Fractional IT vs. Managed Service Providers: What's the Difference?
MSPs and fractional IT solve similar problems differently. Here's how to decide which model fits your remote team.
If you're shopping for IT help, you've probably come across two models: managed service providers (MSPs) and fractional IT contractors. They sound similar. They're not.
Understanding the difference matters because the wrong choice costs you money and, more importantly, doesn't actually solve your problems.
What an MSP does
A managed service provider is a company that manages IT infrastructure for multiple clients simultaneously. The traditional MSP model was built for businesses with physical offices, on-premise servers, and local networks.

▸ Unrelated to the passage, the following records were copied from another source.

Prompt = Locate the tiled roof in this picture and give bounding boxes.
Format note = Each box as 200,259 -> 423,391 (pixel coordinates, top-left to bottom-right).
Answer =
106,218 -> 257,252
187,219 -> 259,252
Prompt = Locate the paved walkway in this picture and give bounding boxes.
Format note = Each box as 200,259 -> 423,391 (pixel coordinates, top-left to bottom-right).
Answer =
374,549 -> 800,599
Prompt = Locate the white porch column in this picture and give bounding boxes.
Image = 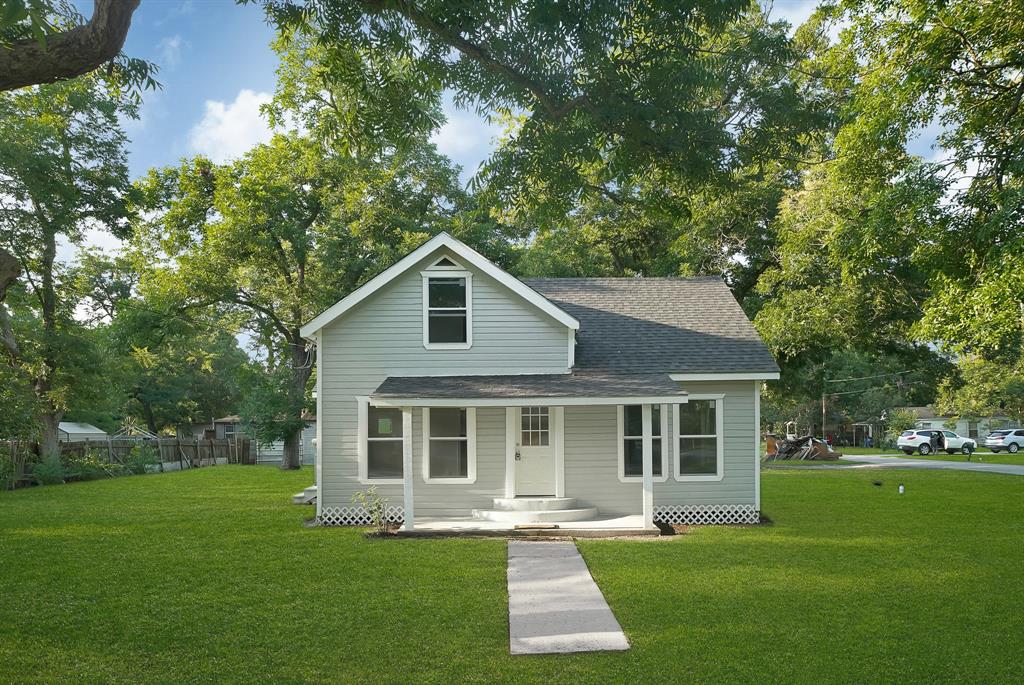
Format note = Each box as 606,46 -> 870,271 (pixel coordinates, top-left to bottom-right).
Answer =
402,406 -> 414,531
641,403 -> 655,530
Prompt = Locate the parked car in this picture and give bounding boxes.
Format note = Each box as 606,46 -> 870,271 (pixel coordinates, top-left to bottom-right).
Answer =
898,429 -> 976,455
984,429 -> 1024,453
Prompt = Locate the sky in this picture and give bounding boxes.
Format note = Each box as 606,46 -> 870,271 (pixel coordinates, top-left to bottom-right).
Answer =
65,0 -> 935,259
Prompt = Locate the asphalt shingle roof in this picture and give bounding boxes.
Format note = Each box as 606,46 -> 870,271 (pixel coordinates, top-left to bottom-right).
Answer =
524,276 -> 779,374
373,372 -> 686,399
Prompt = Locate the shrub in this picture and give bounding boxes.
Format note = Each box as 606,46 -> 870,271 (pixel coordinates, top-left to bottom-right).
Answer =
124,445 -> 159,475
32,455 -> 65,485
0,458 -> 13,490
64,451 -> 126,481
351,486 -> 393,535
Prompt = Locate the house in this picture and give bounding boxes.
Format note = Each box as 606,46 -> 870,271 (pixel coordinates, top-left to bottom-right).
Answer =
300,233 -> 779,531
899,406 -> 1010,440
178,414 -> 317,466
57,422 -> 108,442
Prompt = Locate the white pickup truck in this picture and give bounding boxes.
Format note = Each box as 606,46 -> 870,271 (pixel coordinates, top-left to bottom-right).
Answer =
897,429 -> 977,456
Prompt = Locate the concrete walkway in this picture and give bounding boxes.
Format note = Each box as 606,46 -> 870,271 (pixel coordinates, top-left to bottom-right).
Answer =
506,540 -> 629,655
839,454 -> 1024,476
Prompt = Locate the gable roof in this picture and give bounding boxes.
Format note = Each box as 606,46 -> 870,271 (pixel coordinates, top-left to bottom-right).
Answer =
300,233 -> 579,338
525,277 -> 779,375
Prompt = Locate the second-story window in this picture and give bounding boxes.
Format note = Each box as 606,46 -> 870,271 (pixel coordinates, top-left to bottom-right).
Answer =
424,274 -> 472,347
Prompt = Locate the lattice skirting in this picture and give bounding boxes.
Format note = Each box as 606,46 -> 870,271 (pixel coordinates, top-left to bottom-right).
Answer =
654,504 -> 759,525
317,505 -> 405,527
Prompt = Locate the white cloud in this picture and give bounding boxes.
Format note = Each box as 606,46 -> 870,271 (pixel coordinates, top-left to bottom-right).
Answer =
431,99 -> 501,183
188,89 -> 274,163
157,35 -> 183,70
769,0 -> 820,32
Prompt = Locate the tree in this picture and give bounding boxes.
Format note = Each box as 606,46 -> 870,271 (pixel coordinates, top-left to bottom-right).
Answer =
935,357 -> 1024,425
0,0 -> 151,92
0,74 -> 135,455
262,1 -> 830,221
135,134 -> 483,468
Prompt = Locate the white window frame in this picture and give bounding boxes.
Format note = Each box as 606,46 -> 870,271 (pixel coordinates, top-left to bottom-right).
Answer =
421,269 -> 473,350
673,395 -> 725,482
421,407 -> 477,484
357,397 -> 407,484
617,404 -> 669,483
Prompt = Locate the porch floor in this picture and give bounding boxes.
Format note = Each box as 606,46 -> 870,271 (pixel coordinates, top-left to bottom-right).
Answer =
398,514 -> 657,537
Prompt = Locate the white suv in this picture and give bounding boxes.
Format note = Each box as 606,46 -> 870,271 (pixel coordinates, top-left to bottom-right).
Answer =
898,429 -> 977,456
985,429 -> 1024,453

MSPs typically operate on a per-device or per-user pricing model. They provide a ticket portal where your employees submit IT requests. A technician from the MSP's team picks up the ticket, works on it, and closes it out.
The model works. It's been the standard for decades. But it was designed for a world where "IT" meant keeping the office network running and the email server online.
What fractional IT does differently
A fractional IT contractor is a single dedicated professional (or a small team) who embeds directly in your company. They're not managing 50 clients through a ticket queue. They're managing your IT as if they were your in-house hire.
The difference is engagement model, not capability. A fractional IT contractor:
- Knows your stack inside out. They're not learning your environment every time they pick up a ticket. They set it up, they manage it, they know it.
- Works proactively, not reactively. Instead of waiting for tickets, they're monitoring your systems, running access reviews, and catching problems before your team notices.
- Communicates where your team communicates. Usually Slack or Teams, not a separate ticket portal. Your employees get help in the same tool they already use all day.
- Handles strategic IT work. Security posture, vendor evaluations, compliance questionnaires, tool consolidation. MSPs rarely touch this. It doesn't fit the ticket model.
Where MSPs still make sense
MSPs aren't bad. They're just built for a different use case. If your company has physical offices with on-premise infrastructure (servers, networking equipment, printers), an MSP is probably the right fit. They have the staffing and logistics to support that kind of environment.
They also make sense at larger scale. Once you're past 500 employees, you may need the bench depth that an MSP provides.
Where fractional IT wins
For remote-first companies between 10 and 200 employees, fractional IT is almost always the better choice. Here's why:
Cost. MSPs charge per device and per user, which adds up fast. A fractional IT retainer is a flat monthly fee that's typically 30 to 50% less than an MSP contract for the same headcount.
Fit. Remote teams don't need someone managing a server room. They need someone managing SaaS tools, identity providers, device compliance, and security policies. That's a different skill set.
Relationship. With a fractional contractor, you have a direct relationship with the person doing the work. With an MSP, you're submitting tickets to a rotating cast of technicians who may or may not understand your setup.
How to decide
Ask yourself three questions:
- Is your team primarily remote or in-office?
- Is your infrastructure primarily cloud-based or on-premise?
- Do you need more than 200 employee seats covered?
If your answers are remote, cloud, and no, then fractional IT is the better model. If you've got offices with physical infrastructure or you're at enterprise scale, an MSP might be the better fit.
The worst choice is no choice. Doing nothing about IT because you can't decide between models is how remote teams end up with security gaps, SaaS waste, and founders doing password resets at midnight.